Obeticholic acid(Obeticholic acid) is a new synthetic bile acid derivative that belongs to the agonist class of Farnesoid X Receptor (FXR) agonists. FXR is a nuclear receptor found in the liver, small intestine, kidneys and adrenal glands. It is mainly involved in the synthesis, transport, excretion and homeostasis regulation of bile acids. As a potent and selective agonist of this receptor, obeticholic acid fundamentally intervenes in bile acid metabolism disorders by regulating the FXR-mediated signaling pathway, thereby exerting its pharmacological effect in the treatment of cholestatic diseases. As a chemical analog of endogenous bile acids, obeticholic acid can simulate natural bile acids and bind to FXR, thereby inhibiting the expression of cholesterol 7α-hydroxylase (CYP7A1), a key enzyme in bile acid biosynthesis, reducing the production of excess bile acids, while promoting their transport and excretion.

Structurally, obeticholic acid is a semi-synthetic derivative of chenodeoxycholic acid (CDCA), a natural bile acid in the human body. Through the optimized modification of the molecular structure, it has achieved higher receptor affinity and stronger activity than CDCA, and can exert more significant biological effects at a lower dose. This mechanism of action makes it one of the current first-line options for the treatment of primary biliary cholangitis (PBC), especially for patients who have insufficient response to or intolerance to the conventional treatment drug ursodeoxycholic acid (UDCA). In addition to its application in PBC, obeticholic acid also shows good therapeutic prospects in the field of chronic liver diseases such as non-alcoholic steatohepatitis (NASH). It is currently in multiple global clinical research stages, and its research directions cover various pathological processes such as liver fibrosis, hepatic steatosis and metabolic disorders.

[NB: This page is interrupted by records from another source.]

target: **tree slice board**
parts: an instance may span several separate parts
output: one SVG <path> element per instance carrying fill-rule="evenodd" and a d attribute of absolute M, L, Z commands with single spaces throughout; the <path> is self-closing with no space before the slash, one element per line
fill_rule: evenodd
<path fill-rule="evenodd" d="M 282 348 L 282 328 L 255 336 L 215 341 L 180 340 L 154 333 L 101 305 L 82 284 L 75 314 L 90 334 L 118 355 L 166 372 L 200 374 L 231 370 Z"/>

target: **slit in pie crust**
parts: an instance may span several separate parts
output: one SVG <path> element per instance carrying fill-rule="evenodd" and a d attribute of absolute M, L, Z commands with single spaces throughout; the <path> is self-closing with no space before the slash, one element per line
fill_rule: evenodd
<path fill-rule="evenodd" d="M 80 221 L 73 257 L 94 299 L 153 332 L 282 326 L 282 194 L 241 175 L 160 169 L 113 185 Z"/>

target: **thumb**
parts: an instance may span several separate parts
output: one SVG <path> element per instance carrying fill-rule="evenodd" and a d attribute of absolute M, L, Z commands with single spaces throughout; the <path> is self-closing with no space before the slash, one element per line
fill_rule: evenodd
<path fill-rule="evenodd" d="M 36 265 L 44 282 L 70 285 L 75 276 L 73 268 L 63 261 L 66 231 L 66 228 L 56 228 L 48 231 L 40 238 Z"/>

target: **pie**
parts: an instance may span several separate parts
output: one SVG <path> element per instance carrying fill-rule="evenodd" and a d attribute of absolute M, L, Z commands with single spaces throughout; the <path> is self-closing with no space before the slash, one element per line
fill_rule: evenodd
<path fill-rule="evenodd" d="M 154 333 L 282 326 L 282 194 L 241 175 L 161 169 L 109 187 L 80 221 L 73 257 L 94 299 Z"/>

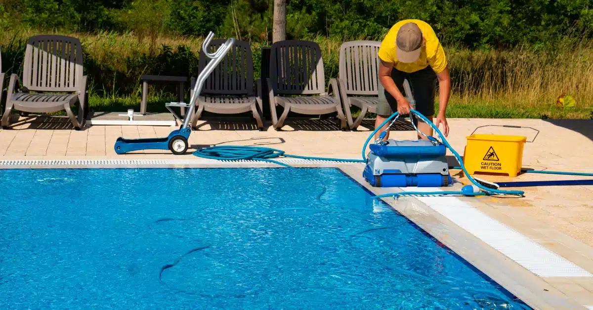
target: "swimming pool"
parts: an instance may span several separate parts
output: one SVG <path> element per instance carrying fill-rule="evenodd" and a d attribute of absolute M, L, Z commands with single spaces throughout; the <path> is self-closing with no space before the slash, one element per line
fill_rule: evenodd
<path fill-rule="evenodd" d="M 334 168 L 0 170 L 2 308 L 529 307 Z"/>

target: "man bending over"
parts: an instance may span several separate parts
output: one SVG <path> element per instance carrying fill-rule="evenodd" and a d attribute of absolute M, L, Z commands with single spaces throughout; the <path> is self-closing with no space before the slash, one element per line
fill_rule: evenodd
<path fill-rule="evenodd" d="M 438 80 L 439 111 L 435 124 L 437 126 L 442 124 L 444 133 L 448 136 L 449 125 L 445 111 L 451 94 L 451 77 L 445 51 L 432 28 L 419 20 L 397 23 L 381 43 L 378 56 L 379 81 L 382 87 L 379 88 L 375 127 L 385 121 L 391 111 L 397 111 L 402 116 L 410 113 L 412 107 L 403 95 L 404 79 L 410 83 L 416 102 L 415 110 L 432 122 L 435 114 L 435 87 Z M 416 119 L 415 123 L 420 131 L 432 135 L 432 129 L 428 124 L 417 122 Z M 388 131 L 385 139 L 388 138 Z M 419 135 L 419 138 L 425 137 Z"/>

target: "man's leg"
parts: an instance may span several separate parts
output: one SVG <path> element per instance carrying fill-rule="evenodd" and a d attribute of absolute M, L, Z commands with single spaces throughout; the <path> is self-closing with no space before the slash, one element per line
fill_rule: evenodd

Therefore, from the perspective of drug taxonomy, obeticholic acid is one of the nuclear receptor modulatorsFXR agonists, which can also be classified as bile acid analogues for the treatment of liver diseases. Its mechanism of action is based on molecular biology, represents the development direction of precision medicine and targeted therapy, and provides new treatment strategies and possibilities for many cholestatic and metabolic liver diseases.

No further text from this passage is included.